Life is a fierce, grim, desperate struggle.
“Be strong” it says.


Arthur Dove (1880-1946), Swing Music (Louis Armstrong), 1938
Stieglitz Collection
American born, Dove spent two years in Paris,
but I can’t imagine anything further from either cubism
or naturalism.
The painting says “My world is wonderful and full of surprises”
Marsden Hartley
American, 1877-1943 , Provincetown
1916
Oil on composition board , Stieglitz Collection
Sense of place?
More like a sense of quietly being in that place
Cheerful, rollicking, whimsical, ordinary
Balanced. Modest earth tones
At the beach
Rough hewn casual
Pulling inward
Figure - ground
Things coming together
Punctual (the clock face)
This is an episode in the painter’s life.
Escaping from war torn Europe,
he moved to an artsy resort town on the coast and loved it.
Marsden Hartley
American, 1877-1943
Movements
1913
Oil on canvas
Unlike many other American artists, Marsden Hartley was
more drawn to German Expressionism than to Frenchi modernism, and executed this painting in Berlin. Made on the eve of World War I, Movements possesses a turbulent energy that sparks associations with both the vibrancy of modern Berlin and movements of music. Like the Russian Expressionist painter Vasily Kandinsky, Hartley sought to make his work more like music, which he admired for its nonnarrative nature and its potential to be purely spiritual or separate from material reality.

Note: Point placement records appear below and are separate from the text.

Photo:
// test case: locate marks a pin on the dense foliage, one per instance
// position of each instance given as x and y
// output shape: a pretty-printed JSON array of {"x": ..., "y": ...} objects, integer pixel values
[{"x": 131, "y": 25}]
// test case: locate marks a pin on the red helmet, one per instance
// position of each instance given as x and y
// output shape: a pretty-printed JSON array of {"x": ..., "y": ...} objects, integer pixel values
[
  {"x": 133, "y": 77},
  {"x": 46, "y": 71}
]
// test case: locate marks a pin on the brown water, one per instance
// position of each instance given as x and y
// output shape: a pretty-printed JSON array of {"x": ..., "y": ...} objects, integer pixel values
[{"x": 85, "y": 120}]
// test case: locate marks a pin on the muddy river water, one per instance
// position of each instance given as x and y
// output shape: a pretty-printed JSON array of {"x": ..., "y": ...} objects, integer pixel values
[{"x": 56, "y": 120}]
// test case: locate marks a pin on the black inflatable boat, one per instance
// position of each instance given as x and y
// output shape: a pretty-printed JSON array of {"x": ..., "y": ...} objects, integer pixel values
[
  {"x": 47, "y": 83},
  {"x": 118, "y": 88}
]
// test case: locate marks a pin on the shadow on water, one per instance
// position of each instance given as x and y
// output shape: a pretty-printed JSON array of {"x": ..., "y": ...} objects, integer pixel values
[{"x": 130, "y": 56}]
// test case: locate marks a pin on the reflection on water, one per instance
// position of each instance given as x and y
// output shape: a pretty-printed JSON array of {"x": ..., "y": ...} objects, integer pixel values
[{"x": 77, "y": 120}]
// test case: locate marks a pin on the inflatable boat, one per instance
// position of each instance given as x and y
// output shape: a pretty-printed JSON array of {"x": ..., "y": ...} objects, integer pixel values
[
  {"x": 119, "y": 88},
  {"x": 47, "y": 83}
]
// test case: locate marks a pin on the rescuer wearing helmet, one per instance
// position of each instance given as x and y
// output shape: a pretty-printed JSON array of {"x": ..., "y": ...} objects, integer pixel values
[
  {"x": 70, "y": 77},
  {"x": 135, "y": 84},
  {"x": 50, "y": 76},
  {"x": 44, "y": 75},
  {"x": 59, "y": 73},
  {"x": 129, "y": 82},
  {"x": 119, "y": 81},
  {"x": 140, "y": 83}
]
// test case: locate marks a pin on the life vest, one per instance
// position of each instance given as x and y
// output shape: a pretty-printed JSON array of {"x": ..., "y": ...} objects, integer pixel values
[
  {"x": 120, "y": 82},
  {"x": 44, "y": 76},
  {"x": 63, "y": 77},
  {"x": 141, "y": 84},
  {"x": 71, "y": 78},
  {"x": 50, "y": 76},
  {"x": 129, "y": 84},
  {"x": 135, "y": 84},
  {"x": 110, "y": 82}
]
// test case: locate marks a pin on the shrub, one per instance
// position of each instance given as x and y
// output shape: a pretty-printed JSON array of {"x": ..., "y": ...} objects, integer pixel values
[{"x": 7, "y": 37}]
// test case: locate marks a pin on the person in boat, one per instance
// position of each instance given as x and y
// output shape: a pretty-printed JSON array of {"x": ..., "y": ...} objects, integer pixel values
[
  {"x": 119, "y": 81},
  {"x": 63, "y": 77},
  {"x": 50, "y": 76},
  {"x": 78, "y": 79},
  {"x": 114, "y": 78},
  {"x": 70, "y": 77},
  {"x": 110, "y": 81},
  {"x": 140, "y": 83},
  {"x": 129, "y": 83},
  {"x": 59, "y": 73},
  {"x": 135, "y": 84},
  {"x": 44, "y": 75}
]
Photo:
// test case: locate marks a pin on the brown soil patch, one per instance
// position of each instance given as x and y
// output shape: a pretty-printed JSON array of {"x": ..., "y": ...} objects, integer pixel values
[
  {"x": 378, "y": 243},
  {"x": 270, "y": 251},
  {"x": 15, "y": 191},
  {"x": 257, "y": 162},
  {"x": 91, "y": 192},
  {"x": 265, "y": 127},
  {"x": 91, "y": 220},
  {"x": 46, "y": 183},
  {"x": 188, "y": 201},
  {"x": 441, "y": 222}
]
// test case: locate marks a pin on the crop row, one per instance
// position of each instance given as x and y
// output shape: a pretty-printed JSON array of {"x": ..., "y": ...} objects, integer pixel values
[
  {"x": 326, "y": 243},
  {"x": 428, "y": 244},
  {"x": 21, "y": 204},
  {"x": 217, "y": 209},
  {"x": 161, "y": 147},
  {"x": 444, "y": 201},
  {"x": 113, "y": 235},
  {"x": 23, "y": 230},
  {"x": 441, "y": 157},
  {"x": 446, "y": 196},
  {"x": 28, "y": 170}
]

Alfred Stieglitz Collection, 1949.544
Another expression as personal as a journal - this time the excitement of a fast, sensual, urban life.
No grand ideas seem to be involved - just having a good time.
This is my favorite piece in this post - but there are several other Hartleys on display that are just as vibrant.
Google tells us that the Whitney has the best collection of American modernists - but Chicago is better for both Hartley and O’Keefe.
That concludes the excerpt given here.